You think the tiredness might be due to lack of sleep. Your other half says you have been snoring and you don’t feel rested when you wake up. It’s been making you feel pretty low actually. Although lots of things are making you feel low right now.

ICE: It’s just all really getting to you, you don’t feel like the man you were before. Your girlfriend isn’t too happy with you now. You feel like you’ve been letting her down in the bedroom. It’s not your fault and you’re pretty embarrassed by it. You just can’t seem to maintain an erection. So she is now convinced that you’re cheating on her, which you aren’t. You already think she’s totally out of your league!

PMH: You were diagnosed with high blood pressure a few months ago but they’re trying some lifestyle stuff first to manage. You don’t really like tablets. Other than that and some fractures from rugby you’ve been fine before all this.

FH: You’re not aware of anything that runs in your family.

Observe the student and give appropriate feedback for their history taking. A few examination are the appropriate following the history, including breast cardio, joint or endocrine exam: this will depend on what the focus of the history is. Ask them to summarise their findings succinctly, and then present their differentials.

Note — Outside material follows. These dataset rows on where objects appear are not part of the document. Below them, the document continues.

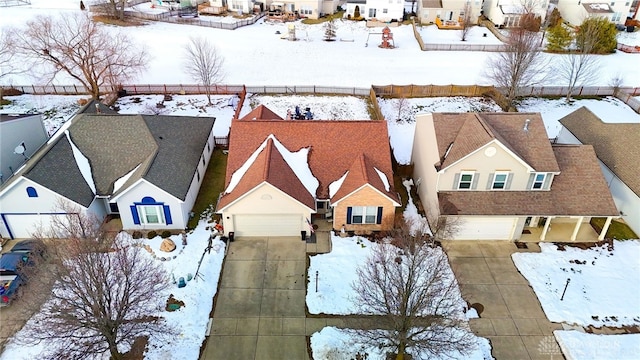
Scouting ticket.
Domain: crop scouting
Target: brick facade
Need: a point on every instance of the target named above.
(365, 196)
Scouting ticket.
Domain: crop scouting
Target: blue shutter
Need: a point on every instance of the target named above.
(509, 180)
(134, 214)
(530, 182)
(167, 214)
(490, 181)
(474, 184)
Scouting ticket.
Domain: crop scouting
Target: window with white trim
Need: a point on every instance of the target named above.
(538, 181)
(466, 180)
(500, 180)
(364, 214)
(151, 214)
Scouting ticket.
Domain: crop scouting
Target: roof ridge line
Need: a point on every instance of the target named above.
(267, 161)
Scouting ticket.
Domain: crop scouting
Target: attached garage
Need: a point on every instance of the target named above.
(267, 225)
(484, 228)
(19, 226)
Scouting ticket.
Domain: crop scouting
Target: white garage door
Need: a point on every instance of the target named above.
(268, 225)
(23, 226)
(485, 228)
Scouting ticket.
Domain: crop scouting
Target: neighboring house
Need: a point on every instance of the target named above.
(508, 13)
(380, 10)
(617, 146)
(284, 174)
(447, 13)
(496, 176)
(311, 9)
(20, 137)
(146, 169)
(574, 12)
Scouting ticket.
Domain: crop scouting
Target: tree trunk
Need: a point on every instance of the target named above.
(401, 349)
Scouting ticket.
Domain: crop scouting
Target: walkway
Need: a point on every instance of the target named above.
(512, 318)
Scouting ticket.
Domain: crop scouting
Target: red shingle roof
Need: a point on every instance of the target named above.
(361, 172)
(334, 147)
(272, 168)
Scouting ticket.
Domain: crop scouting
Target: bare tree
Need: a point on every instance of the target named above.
(104, 296)
(76, 46)
(6, 59)
(520, 65)
(466, 21)
(576, 69)
(111, 8)
(414, 290)
(203, 63)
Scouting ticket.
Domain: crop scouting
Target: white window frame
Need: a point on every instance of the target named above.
(460, 181)
(495, 180)
(368, 214)
(536, 181)
(146, 210)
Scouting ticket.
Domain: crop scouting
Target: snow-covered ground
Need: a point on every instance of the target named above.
(603, 289)
(192, 319)
(336, 272)
(256, 54)
(577, 345)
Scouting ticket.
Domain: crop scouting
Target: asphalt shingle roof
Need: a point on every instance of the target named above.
(617, 145)
(114, 145)
(579, 190)
(57, 170)
(468, 132)
(181, 142)
(166, 150)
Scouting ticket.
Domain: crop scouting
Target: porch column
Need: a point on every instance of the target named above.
(577, 228)
(603, 233)
(545, 228)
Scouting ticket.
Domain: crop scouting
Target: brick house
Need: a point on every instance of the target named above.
(284, 174)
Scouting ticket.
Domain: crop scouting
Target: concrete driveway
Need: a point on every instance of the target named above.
(260, 308)
(512, 318)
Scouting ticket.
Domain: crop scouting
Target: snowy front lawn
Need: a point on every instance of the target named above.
(190, 320)
(604, 285)
(336, 272)
(576, 345)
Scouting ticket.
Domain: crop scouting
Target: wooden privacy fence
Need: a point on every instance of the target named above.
(308, 89)
(172, 16)
(410, 91)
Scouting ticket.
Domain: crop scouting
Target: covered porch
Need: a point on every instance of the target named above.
(449, 24)
(563, 229)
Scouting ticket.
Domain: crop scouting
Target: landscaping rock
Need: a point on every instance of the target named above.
(167, 245)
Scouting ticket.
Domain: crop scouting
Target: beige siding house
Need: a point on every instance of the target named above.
(282, 175)
(496, 176)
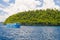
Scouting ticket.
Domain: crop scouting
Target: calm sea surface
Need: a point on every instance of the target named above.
(30, 33)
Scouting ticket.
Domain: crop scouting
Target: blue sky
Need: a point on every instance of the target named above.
(9, 7)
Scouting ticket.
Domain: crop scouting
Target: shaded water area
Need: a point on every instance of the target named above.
(30, 33)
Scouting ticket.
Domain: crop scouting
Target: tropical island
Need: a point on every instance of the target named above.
(48, 17)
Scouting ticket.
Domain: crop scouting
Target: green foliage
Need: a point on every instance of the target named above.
(36, 17)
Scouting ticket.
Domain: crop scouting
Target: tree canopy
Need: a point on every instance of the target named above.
(36, 17)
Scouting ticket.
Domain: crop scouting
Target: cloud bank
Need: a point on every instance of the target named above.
(25, 5)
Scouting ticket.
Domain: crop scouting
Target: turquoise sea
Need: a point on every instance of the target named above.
(30, 33)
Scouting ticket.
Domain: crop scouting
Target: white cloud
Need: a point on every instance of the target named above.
(23, 5)
(6, 0)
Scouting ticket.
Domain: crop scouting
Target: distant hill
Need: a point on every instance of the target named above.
(36, 17)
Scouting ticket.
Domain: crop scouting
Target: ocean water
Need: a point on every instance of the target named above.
(30, 33)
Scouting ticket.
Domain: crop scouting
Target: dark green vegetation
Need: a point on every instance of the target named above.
(36, 17)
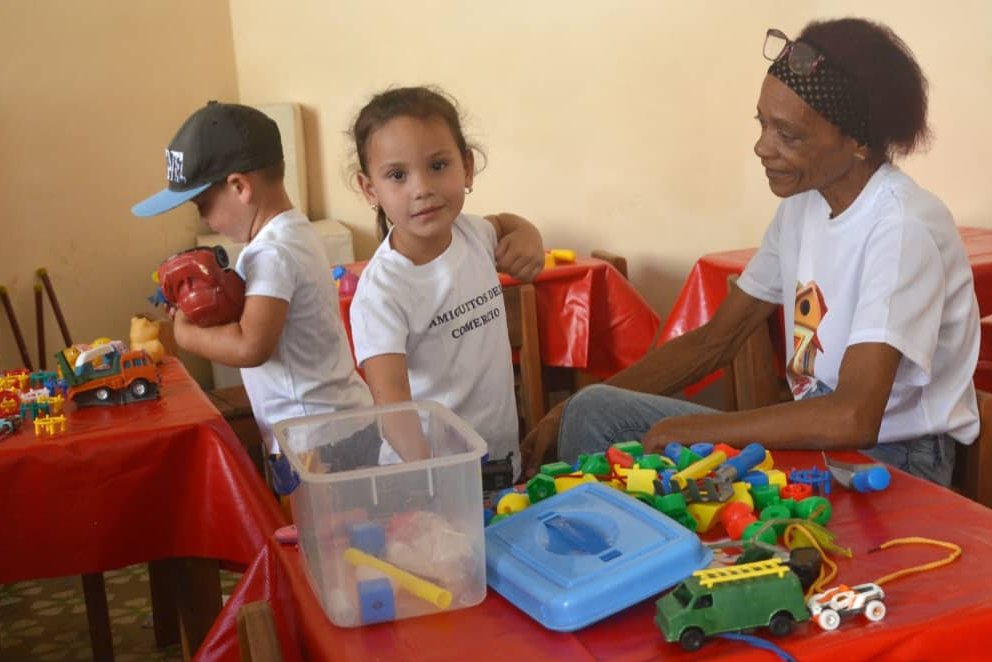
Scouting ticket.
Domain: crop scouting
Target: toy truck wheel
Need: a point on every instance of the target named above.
(692, 639)
(781, 624)
(875, 611)
(828, 619)
(139, 388)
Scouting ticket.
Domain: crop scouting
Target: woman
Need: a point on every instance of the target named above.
(869, 267)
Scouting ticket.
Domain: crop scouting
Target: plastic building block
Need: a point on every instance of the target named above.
(633, 448)
(815, 508)
(818, 479)
(556, 468)
(421, 588)
(702, 449)
(765, 495)
(376, 601)
(616, 457)
(540, 487)
(370, 537)
(797, 491)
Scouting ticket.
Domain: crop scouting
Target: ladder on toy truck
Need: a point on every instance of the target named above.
(709, 578)
(106, 375)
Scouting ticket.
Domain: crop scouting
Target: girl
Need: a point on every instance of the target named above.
(428, 320)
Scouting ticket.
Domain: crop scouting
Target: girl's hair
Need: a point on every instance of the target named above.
(420, 102)
(886, 72)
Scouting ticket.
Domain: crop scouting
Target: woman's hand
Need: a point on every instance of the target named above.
(541, 444)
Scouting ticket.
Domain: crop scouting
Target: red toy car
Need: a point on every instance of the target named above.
(198, 282)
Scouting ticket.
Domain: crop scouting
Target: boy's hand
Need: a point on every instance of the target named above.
(541, 444)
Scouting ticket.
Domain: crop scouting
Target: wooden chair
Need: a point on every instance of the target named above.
(258, 640)
(752, 382)
(521, 320)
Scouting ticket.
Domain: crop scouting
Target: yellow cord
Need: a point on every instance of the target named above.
(955, 553)
(828, 569)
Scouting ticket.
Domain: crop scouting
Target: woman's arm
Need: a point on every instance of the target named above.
(667, 369)
(519, 247)
(247, 343)
(850, 417)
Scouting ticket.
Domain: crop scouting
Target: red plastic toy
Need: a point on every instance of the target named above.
(198, 282)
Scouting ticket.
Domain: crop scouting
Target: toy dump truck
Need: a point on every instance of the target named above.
(732, 599)
(107, 375)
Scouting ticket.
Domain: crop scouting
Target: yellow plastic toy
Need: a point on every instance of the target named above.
(421, 588)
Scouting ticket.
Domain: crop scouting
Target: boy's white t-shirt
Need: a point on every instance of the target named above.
(311, 370)
(891, 268)
(448, 318)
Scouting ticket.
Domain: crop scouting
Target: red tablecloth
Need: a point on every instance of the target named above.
(131, 483)
(935, 615)
(589, 317)
(706, 287)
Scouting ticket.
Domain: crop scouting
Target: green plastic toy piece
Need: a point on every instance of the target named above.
(594, 464)
(540, 487)
(632, 448)
(556, 468)
(816, 508)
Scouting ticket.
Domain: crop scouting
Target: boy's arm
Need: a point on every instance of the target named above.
(519, 248)
(247, 343)
(389, 382)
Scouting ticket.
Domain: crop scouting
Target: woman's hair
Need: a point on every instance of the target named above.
(419, 102)
(887, 74)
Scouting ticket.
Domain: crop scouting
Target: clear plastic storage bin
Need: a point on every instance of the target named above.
(385, 539)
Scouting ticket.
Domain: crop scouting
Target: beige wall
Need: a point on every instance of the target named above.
(90, 93)
(620, 124)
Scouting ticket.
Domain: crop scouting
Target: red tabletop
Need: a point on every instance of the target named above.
(930, 615)
(589, 317)
(131, 483)
(706, 287)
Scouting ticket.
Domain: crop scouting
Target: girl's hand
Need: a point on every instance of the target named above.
(519, 250)
(541, 444)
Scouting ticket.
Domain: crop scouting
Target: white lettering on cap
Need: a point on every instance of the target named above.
(174, 167)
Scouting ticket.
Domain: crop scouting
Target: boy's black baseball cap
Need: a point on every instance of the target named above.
(217, 140)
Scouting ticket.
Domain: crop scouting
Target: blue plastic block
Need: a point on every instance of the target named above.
(370, 537)
(375, 598)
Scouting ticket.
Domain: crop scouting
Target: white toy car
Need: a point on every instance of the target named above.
(829, 607)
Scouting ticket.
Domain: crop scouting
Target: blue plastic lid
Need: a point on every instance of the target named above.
(587, 553)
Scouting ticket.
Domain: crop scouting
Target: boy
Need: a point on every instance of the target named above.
(290, 342)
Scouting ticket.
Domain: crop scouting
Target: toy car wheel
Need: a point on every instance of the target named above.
(692, 639)
(139, 388)
(875, 611)
(781, 624)
(828, 619)
(221, 256)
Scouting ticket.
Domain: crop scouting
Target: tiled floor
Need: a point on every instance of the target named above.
(46, 619)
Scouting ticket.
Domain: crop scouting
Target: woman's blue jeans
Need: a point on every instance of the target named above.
(599, 416)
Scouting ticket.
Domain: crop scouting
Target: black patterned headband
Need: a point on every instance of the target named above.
(824, 87)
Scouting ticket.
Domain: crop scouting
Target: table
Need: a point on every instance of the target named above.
(706, 287)
(148, 481)
(589, 316)
(929, 614)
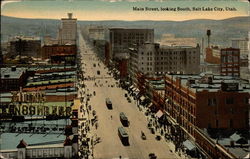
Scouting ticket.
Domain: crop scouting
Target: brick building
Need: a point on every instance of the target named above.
(155, 60)
(12, 78)
(205, 102)
(25, 46)
(208, 101)
(68, 31)
(121, 39)
(54, 50)
(213, 55)
(230, 62)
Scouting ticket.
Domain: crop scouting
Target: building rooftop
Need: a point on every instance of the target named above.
(27, 38)
(50, 82)
(55, 134)
(131, 29)
(240, 150)
(12, 72)
(212, 83)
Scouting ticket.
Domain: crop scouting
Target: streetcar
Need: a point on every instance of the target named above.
(109, 103)
(124, 119)
(123, 135)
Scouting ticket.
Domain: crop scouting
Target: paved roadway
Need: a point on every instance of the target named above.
(110, 145)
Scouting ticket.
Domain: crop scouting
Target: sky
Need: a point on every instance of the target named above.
(122, 9)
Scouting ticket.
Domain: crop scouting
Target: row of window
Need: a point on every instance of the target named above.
(214, 101)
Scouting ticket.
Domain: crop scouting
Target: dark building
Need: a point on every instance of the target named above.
(12, 78)
(230, 62)
(59, 53)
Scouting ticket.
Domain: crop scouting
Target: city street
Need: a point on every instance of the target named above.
(105, 128)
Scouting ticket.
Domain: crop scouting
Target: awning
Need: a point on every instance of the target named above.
(189, 145)
(142, 98)
(235, 137)
(247, 156)
(136, 93)
(131, 87)
(159, 114)
(150, 104)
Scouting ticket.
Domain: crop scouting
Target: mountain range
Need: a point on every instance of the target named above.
(222, 30)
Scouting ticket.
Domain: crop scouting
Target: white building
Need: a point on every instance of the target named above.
(242, 44)
(154, 60)
(121, 39)
(68, 31)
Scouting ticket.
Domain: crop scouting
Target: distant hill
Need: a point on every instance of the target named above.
(222, 30)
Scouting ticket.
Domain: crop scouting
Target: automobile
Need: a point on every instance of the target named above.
(152, 156)
(158, 137)
(129, 100)
(152, 130)
(143, 136)
(149, 125)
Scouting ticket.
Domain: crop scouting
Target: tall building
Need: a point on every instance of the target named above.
(152, 59)
(68, 31)
(208, 109)
(97, 33)
(25, 46)
(122, 39)
(242, 44)
(230, 62)
(213, 55)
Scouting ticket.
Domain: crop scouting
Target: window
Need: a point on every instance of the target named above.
(229, 101)
(231, 123)
(211, 101)
(247, 100)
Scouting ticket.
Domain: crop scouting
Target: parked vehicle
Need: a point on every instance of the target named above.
(143, 136)
(158, 137)
(124, 119)
(123, 135)
(152, 156)
(109, 103)
(152, 130)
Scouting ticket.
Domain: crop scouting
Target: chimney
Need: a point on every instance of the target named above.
(70, 15)
(208, 37)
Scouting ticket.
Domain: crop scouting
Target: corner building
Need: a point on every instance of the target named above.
(121, 39)
(207, 101)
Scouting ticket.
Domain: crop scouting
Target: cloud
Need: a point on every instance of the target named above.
(4, 2)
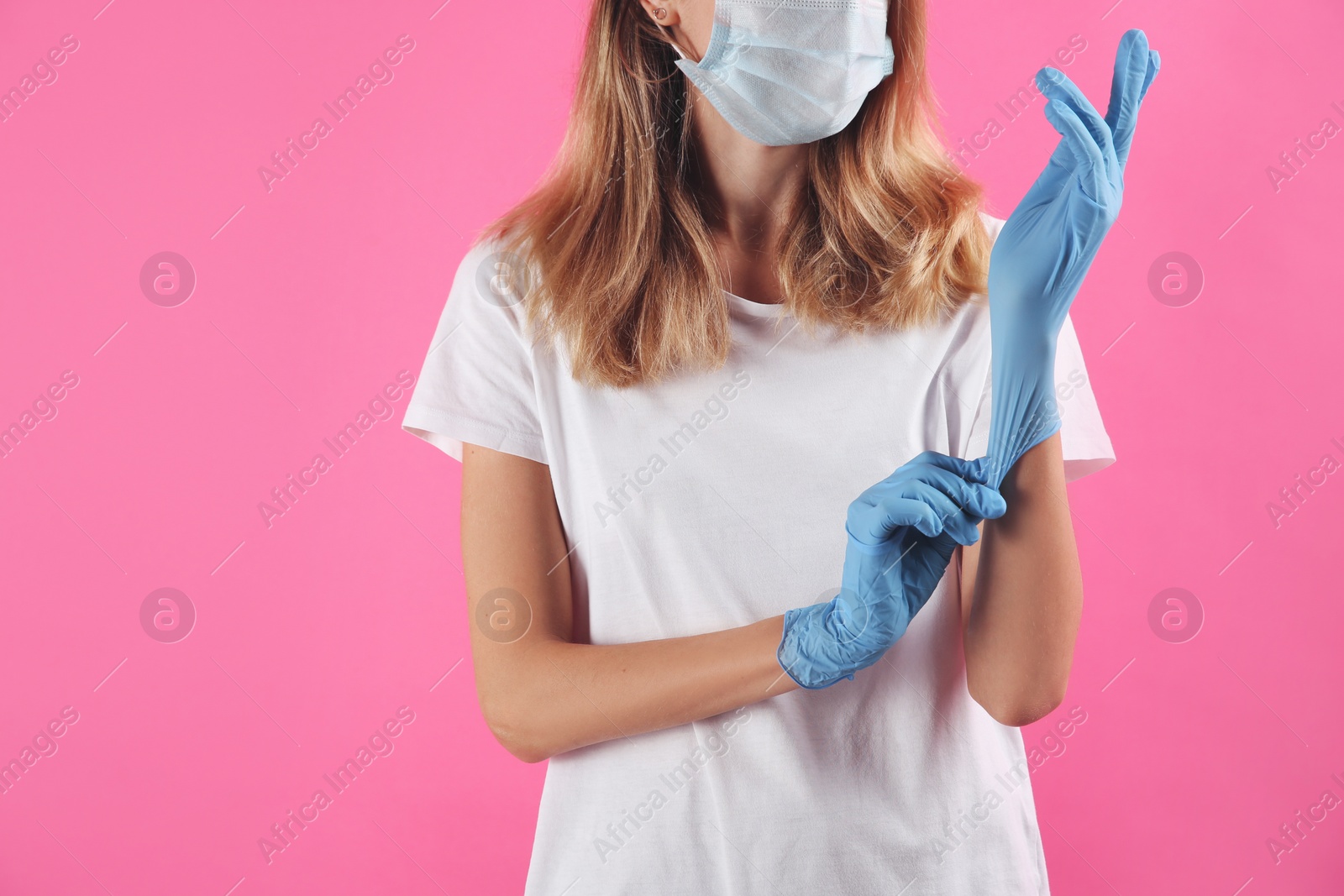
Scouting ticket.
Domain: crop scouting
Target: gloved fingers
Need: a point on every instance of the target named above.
(972, 496)
(1136, 66)
(874, 524)
(1090, 165)
(961, 528)
(1061, 90)
(1155, 65)
(942, 461)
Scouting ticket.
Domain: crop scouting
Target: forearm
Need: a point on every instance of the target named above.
(561, 696)
(1027, 594)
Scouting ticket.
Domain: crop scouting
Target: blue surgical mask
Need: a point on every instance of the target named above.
(792, 71)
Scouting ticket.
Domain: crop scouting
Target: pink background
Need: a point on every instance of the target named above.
(312, 296)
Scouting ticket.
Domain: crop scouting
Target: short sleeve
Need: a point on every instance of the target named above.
(1086, 446)
(477, 383)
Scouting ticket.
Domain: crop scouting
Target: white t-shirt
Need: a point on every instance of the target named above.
(716, 500)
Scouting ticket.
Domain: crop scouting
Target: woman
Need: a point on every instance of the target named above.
(746, 293)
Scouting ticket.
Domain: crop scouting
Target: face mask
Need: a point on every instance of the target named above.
(792, 71)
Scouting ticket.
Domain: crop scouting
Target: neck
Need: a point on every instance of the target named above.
(748, 191)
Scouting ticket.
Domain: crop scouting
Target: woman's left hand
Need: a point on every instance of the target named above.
(1047, 244)
(1045, 250)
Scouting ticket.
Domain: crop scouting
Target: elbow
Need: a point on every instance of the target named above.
(1019, 707)
(517, 734)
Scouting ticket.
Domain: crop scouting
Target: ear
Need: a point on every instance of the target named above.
(663, 13)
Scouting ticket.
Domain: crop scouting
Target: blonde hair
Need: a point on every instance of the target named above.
(886, 231)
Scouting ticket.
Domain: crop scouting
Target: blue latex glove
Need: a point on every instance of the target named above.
(1048, 244)
(902, 533)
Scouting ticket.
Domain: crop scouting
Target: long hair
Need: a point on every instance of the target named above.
(885, 234)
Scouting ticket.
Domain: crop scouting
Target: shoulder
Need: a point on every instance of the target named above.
(992, 224)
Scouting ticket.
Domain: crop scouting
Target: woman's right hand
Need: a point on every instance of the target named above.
(902, 533)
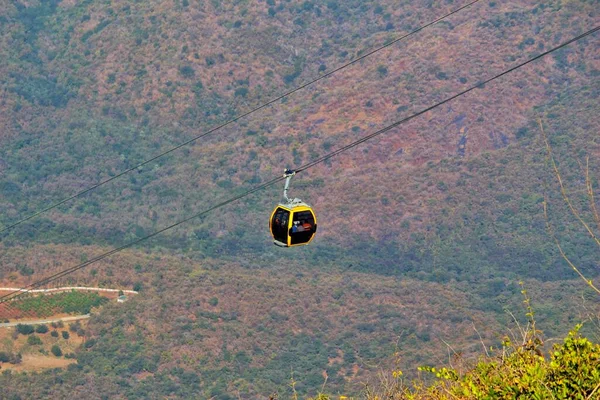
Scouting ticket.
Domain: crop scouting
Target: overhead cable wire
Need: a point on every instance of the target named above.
(311, 164)
(233, 120)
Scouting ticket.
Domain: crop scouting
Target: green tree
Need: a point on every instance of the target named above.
(34, 340)
(56, 350)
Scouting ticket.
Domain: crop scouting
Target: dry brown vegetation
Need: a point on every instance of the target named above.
(423, 233)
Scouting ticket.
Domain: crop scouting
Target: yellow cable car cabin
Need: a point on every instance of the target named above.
(292, 223)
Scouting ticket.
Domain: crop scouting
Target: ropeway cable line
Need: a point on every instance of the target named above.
(16, 294)
(233, 120)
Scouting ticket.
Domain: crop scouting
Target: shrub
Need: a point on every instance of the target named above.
(25, 329)
(186, 71)
(56, 350)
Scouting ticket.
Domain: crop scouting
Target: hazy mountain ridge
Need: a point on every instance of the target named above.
(449, 203)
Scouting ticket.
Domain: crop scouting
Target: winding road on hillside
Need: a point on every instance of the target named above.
(45, 321)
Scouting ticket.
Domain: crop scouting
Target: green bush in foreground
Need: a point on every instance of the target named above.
(519, 371)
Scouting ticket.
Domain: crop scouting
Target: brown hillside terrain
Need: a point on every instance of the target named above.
(424, 232)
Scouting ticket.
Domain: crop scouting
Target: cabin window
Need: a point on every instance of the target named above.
(279, 225)
(303, 227)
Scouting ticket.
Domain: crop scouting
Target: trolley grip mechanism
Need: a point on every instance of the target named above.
(287, 174)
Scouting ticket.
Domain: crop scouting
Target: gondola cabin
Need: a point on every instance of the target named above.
(293, 224)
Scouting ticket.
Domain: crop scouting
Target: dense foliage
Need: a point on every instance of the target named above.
(72, 302)
(422, 233)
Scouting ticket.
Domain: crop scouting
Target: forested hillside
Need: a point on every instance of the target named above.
(424, 232)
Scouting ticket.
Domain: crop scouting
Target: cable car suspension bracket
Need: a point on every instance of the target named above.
(288, 174)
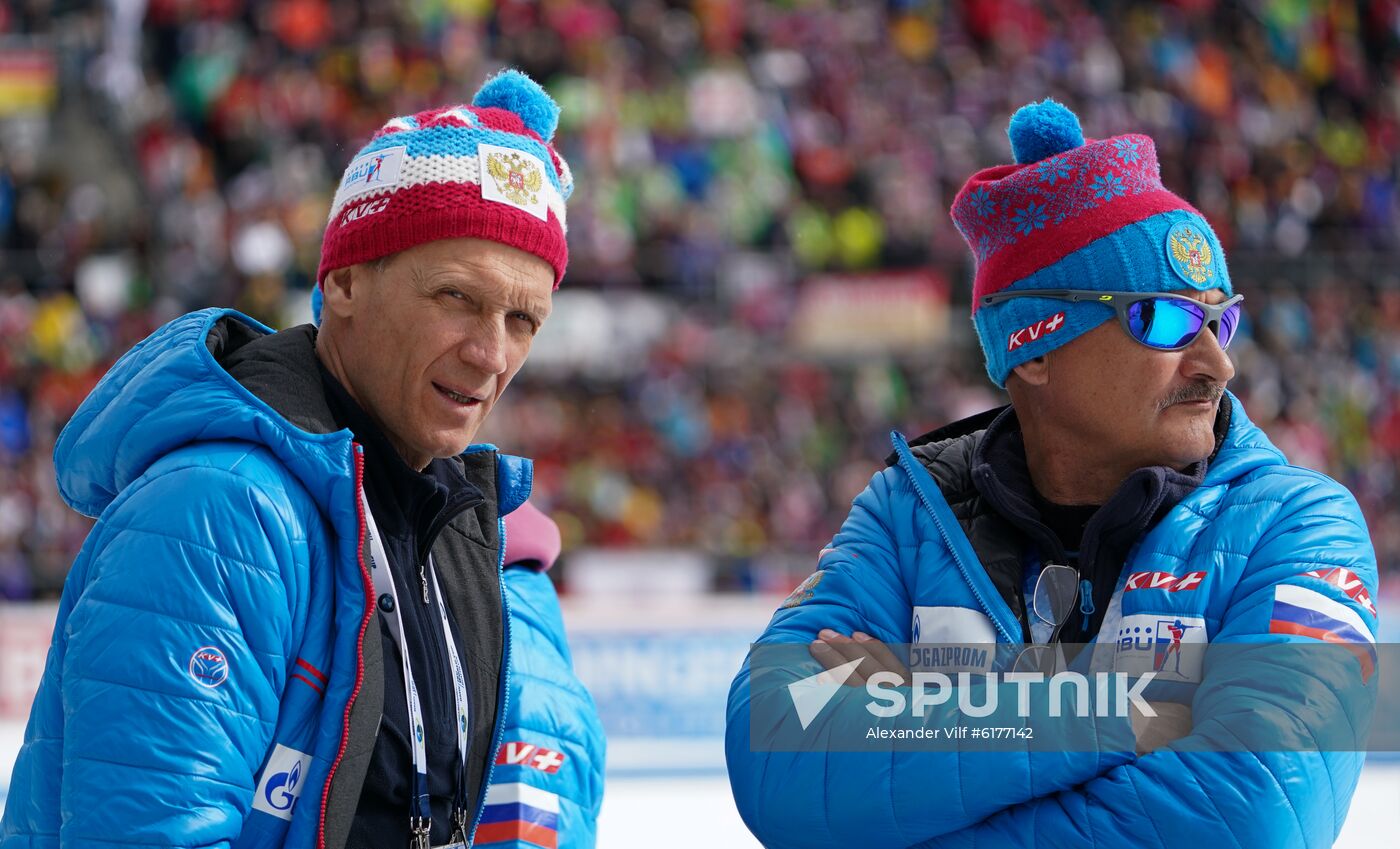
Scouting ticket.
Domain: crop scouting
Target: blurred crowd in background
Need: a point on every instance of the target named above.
(170, 154)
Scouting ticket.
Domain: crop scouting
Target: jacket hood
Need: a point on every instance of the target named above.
(172, 390)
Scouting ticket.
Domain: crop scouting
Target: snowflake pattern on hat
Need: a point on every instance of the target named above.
(1053, 191)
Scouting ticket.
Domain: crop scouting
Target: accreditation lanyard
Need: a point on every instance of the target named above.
(420, 818)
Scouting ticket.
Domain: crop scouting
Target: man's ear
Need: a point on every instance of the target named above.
(1033, 373)
(339, 292)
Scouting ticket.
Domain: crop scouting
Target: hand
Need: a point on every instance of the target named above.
(832, 649)
(1172, 722)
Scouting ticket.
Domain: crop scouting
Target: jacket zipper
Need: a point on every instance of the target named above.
(503, 696)
(905, 457)
(364, 624)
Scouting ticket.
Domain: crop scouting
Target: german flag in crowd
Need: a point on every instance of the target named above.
(28, 80)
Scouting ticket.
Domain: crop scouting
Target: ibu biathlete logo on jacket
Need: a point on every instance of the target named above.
(1259, 552)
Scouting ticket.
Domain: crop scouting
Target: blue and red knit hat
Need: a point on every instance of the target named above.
(485, 170)
(1074, 213)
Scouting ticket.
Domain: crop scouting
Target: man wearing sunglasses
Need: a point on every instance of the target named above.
(1123, 499)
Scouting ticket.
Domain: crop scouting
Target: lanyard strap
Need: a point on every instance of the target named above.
(420, 818)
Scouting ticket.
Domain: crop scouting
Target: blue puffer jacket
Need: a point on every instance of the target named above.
(555, 739)
(1256, 535)
(210, 682)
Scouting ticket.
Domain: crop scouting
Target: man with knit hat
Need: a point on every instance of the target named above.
(289, 626)
(1122, 499)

Differentials may include acromegaly, pseudoacromegaly and hypothyroidism. There is a definite risk of depression here with the patient’s low mood featuring throughout the history, which should be discussed in conjunction with the physical presenting complaint.

Questions for discussion may include: - How would you investigate this patient acutely? - What are the classic clinical features of acromegaly? - What causes acromegaly? - How is acromegaly managed? - What are the common complications of acromegaly?